Not sure if Erlang's module is CSP or Actor's (it started as neither actually) but it's not just nice on paper. We have nodes with millions of concurrent processes running comfortably, I know they can crash or I can restart various subsets of them safely. That's no small thing and it's not just paper-theoretical.

RE: locks and concurrently modified data-structures

It comes down to the kind of lock being used. Scenarios which require strict data sharing handle them as they see fit - for recoverable states the lock can simply be released in a `finally` block. Synchronous/blocking `lock` statement does this automatically. All concurrent containers offered by standard library either do not throw or their exceptions indicate a wrong operation/failed precondition/etc. and can be recovered from (most exceptions in C# are, in general).
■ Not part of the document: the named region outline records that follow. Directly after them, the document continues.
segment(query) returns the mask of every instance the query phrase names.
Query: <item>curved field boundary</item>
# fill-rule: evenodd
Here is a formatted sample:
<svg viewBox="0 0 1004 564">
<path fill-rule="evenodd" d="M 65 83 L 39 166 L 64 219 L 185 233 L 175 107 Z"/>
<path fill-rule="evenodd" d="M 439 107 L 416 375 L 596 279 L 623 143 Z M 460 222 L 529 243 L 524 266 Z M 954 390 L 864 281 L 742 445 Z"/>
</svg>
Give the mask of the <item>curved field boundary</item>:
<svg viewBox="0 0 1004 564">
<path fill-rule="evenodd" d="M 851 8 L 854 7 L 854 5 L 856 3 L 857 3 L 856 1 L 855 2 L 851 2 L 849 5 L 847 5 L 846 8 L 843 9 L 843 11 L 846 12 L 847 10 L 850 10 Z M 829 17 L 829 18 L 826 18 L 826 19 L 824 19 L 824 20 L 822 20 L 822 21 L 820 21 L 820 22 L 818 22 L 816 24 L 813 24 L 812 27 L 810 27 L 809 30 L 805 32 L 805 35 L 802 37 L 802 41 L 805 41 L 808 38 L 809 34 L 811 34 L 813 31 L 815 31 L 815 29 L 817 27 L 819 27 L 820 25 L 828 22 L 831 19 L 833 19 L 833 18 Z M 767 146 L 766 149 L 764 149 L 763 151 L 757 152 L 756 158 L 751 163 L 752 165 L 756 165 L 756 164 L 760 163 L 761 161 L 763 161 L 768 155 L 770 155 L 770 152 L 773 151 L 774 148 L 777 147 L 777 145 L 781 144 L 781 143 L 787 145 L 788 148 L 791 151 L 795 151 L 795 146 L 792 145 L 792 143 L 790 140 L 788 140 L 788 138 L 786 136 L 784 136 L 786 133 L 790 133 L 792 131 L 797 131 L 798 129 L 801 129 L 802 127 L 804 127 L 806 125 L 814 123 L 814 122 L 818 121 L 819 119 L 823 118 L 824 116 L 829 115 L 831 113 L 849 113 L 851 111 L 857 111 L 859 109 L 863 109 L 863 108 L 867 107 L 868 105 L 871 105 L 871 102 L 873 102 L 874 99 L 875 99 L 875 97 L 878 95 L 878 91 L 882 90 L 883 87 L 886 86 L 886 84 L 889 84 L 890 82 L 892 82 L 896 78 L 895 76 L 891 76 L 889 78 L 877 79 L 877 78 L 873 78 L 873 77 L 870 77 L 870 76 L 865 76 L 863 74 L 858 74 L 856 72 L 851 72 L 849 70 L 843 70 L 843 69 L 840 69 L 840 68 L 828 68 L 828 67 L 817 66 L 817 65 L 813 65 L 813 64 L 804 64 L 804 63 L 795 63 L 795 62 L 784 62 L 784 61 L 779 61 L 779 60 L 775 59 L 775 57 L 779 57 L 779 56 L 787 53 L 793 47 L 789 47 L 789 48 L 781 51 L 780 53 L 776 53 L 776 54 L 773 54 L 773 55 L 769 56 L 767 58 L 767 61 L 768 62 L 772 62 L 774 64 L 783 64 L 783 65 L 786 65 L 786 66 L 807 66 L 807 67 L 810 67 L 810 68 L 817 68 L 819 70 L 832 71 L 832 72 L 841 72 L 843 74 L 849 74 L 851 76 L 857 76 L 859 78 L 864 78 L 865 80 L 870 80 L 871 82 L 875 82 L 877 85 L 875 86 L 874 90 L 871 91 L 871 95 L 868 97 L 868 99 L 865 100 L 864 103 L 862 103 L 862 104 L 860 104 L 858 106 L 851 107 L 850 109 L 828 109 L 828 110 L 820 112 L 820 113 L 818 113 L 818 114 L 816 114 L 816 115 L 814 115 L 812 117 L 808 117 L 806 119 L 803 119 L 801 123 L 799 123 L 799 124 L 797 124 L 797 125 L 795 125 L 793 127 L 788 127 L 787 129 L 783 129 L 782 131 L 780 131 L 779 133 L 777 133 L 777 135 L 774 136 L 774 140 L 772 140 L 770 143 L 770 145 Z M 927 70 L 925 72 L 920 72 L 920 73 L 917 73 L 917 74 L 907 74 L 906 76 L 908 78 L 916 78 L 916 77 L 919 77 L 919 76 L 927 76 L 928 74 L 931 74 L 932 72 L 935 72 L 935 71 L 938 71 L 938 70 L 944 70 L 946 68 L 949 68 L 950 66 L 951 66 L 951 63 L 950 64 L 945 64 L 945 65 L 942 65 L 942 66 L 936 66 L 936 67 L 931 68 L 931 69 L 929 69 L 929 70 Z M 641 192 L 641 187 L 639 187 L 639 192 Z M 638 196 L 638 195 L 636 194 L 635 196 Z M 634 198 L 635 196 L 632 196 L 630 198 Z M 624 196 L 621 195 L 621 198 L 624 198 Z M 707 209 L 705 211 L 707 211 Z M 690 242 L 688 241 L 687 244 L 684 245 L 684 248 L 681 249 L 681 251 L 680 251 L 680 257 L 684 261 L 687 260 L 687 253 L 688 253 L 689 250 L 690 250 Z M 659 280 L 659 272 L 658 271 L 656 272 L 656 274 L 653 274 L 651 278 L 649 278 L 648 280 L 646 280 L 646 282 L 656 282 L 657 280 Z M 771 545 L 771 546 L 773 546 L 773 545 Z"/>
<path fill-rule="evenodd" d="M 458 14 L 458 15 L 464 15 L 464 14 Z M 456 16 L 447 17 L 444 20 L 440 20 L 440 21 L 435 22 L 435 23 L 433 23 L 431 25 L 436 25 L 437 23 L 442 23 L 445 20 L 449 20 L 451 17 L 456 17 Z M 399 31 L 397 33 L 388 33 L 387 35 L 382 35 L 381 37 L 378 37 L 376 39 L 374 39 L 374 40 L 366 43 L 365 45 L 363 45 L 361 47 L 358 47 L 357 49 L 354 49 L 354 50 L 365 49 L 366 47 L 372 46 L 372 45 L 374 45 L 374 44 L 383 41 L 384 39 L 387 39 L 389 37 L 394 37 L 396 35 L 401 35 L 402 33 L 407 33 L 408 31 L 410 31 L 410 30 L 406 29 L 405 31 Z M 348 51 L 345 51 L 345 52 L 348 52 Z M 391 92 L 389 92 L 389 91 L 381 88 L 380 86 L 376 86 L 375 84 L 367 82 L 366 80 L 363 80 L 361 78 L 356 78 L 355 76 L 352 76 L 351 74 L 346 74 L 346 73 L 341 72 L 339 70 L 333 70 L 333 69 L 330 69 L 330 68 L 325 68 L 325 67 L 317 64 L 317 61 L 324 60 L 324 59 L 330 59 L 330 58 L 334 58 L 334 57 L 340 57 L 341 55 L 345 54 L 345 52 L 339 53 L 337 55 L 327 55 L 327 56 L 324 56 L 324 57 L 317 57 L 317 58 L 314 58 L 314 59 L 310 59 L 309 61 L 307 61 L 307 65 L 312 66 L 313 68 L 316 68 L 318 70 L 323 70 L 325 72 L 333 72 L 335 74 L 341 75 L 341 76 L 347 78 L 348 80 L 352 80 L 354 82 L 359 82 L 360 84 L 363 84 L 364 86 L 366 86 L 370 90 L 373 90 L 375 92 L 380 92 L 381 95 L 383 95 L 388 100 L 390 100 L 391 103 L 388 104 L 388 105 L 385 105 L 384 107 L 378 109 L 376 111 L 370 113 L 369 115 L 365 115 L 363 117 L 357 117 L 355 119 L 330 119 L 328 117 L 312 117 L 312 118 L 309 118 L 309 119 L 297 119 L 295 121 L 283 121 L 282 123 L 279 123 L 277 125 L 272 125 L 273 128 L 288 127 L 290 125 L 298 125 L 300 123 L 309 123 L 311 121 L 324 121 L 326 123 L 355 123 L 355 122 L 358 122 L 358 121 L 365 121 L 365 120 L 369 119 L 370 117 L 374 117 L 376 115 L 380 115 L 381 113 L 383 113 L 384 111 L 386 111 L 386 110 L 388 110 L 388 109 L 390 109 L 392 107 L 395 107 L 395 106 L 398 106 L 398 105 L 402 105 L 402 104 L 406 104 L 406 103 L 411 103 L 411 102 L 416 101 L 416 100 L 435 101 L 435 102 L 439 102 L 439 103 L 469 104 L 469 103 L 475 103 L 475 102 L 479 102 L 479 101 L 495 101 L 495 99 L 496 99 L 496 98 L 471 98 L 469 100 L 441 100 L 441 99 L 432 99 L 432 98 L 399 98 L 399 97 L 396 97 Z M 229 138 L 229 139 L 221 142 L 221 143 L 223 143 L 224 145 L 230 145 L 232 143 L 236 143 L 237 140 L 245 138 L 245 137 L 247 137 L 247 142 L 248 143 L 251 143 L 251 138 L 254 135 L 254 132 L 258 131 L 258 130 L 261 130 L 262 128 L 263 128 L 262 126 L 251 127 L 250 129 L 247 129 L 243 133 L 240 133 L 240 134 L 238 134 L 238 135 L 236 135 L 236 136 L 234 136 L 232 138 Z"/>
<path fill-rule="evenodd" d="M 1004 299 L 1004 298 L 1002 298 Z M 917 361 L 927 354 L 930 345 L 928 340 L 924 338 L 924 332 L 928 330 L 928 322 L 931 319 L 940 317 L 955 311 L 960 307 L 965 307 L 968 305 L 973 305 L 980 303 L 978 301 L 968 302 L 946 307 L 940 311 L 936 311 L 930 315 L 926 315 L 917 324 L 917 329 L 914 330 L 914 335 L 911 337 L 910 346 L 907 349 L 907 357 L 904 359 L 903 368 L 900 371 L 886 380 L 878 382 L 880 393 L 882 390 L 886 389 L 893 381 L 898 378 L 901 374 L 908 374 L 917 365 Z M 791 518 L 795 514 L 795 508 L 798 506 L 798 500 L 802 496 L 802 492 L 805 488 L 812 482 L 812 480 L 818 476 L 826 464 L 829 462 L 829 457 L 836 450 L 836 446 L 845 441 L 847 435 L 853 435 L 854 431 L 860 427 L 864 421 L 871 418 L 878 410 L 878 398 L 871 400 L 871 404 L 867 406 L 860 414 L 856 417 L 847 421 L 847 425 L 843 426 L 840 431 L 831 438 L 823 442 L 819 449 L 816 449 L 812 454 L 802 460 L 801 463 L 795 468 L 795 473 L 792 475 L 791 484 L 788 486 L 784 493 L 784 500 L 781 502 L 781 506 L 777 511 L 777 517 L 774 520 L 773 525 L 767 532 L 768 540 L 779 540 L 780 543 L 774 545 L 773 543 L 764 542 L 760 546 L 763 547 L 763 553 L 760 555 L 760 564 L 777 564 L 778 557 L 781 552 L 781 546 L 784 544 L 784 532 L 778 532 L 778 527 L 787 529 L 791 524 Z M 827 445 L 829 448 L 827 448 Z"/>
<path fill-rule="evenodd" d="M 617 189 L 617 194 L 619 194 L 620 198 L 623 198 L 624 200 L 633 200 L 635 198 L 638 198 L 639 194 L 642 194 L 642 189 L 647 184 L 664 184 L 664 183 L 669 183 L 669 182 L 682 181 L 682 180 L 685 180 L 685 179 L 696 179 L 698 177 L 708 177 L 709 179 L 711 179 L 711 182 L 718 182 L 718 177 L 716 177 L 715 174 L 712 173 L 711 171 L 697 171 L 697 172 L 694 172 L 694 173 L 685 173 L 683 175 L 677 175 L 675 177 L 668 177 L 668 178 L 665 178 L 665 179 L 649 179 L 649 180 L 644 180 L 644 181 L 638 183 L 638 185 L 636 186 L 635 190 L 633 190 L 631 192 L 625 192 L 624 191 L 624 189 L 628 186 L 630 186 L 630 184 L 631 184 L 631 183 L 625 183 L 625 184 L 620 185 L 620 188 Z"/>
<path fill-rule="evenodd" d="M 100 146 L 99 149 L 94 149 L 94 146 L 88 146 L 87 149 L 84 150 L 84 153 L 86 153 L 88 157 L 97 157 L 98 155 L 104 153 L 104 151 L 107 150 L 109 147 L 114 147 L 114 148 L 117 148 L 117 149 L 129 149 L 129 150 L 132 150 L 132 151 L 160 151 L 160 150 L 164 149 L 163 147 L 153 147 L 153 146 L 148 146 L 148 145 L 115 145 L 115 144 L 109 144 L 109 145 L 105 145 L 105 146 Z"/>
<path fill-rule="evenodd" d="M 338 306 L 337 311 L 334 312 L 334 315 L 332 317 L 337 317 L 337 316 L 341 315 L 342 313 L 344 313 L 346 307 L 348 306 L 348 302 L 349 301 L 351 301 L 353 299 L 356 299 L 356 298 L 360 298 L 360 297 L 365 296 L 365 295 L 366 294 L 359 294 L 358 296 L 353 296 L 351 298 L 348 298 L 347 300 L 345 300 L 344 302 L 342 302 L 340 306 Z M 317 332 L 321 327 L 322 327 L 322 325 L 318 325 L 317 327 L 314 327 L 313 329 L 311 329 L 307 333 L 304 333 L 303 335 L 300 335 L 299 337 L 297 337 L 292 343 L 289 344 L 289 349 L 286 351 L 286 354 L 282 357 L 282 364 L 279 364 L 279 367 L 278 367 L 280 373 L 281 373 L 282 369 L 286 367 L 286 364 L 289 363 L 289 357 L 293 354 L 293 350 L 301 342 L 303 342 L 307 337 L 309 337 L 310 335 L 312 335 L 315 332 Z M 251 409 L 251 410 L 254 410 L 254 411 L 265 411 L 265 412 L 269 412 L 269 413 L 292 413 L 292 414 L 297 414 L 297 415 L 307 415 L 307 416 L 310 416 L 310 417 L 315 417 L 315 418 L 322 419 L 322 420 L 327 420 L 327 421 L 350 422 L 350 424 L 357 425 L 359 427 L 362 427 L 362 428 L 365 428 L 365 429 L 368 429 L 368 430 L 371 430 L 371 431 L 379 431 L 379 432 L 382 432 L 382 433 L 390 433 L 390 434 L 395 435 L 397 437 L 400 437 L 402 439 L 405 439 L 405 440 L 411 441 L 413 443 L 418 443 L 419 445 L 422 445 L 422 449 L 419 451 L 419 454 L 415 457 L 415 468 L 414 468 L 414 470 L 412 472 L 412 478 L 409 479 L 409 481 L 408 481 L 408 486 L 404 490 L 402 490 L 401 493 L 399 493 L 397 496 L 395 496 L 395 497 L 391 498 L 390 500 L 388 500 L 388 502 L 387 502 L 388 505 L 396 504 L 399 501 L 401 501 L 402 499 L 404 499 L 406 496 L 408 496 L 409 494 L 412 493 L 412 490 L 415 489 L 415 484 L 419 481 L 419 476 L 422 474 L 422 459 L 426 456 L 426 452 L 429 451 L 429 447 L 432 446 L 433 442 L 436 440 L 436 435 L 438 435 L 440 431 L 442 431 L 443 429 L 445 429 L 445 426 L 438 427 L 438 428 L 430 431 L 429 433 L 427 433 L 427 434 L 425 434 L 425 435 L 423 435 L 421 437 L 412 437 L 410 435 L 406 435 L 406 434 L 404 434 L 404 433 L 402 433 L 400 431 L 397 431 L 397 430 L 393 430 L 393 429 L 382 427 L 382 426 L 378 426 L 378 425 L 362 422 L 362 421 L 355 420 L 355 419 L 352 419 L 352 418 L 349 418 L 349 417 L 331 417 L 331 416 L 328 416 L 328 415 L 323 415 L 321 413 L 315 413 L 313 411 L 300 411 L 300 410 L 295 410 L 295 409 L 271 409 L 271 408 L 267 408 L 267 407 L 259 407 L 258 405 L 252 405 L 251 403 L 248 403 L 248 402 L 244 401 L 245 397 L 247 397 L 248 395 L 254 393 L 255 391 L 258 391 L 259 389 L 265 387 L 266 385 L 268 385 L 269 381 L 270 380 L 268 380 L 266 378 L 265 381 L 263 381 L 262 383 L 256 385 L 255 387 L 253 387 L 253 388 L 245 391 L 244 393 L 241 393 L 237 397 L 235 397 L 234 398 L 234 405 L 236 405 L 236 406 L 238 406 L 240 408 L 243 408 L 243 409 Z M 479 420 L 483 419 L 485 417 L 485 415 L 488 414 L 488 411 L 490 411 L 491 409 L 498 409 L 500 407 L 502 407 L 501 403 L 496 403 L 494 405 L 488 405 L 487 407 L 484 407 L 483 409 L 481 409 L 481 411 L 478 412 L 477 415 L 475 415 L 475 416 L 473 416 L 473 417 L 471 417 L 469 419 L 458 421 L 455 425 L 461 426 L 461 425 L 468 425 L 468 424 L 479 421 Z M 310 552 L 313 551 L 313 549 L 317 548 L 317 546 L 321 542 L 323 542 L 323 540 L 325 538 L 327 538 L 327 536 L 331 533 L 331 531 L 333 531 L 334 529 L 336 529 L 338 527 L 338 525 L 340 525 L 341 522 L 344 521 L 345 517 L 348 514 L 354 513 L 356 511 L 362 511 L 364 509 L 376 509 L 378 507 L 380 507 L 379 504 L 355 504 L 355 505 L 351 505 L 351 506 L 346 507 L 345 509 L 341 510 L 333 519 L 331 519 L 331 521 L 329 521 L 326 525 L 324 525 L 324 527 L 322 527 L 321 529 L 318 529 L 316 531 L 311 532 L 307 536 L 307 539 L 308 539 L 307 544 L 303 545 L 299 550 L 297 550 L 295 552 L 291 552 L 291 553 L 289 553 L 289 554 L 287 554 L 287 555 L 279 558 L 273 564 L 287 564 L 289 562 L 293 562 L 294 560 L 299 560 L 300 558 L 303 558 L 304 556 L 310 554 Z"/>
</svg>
This does not preclude the use of channel/mailbox and other actor patterns (after all, .NET has Channel<T> and ConcurrentQueue<T> or if you would like to go from 0 to 100 - Akka and Orleans, and the language offers all the tools to write your own fast implementation should you want that).

Overall, I can see value of switching to Erlang if you are using a platform/language with much worse concurrency primitives, but with F# and C#, personally, Erlang and Elixir appear to be a sidegrade as .NET applications tend to scale really well with cores even when implemented sloppily.

If you use an 96 core machine, or 96 individual machines with single core each, the Erlang code is going to look pretty much the same.
What value does isolated heap offer for memory-safe languages?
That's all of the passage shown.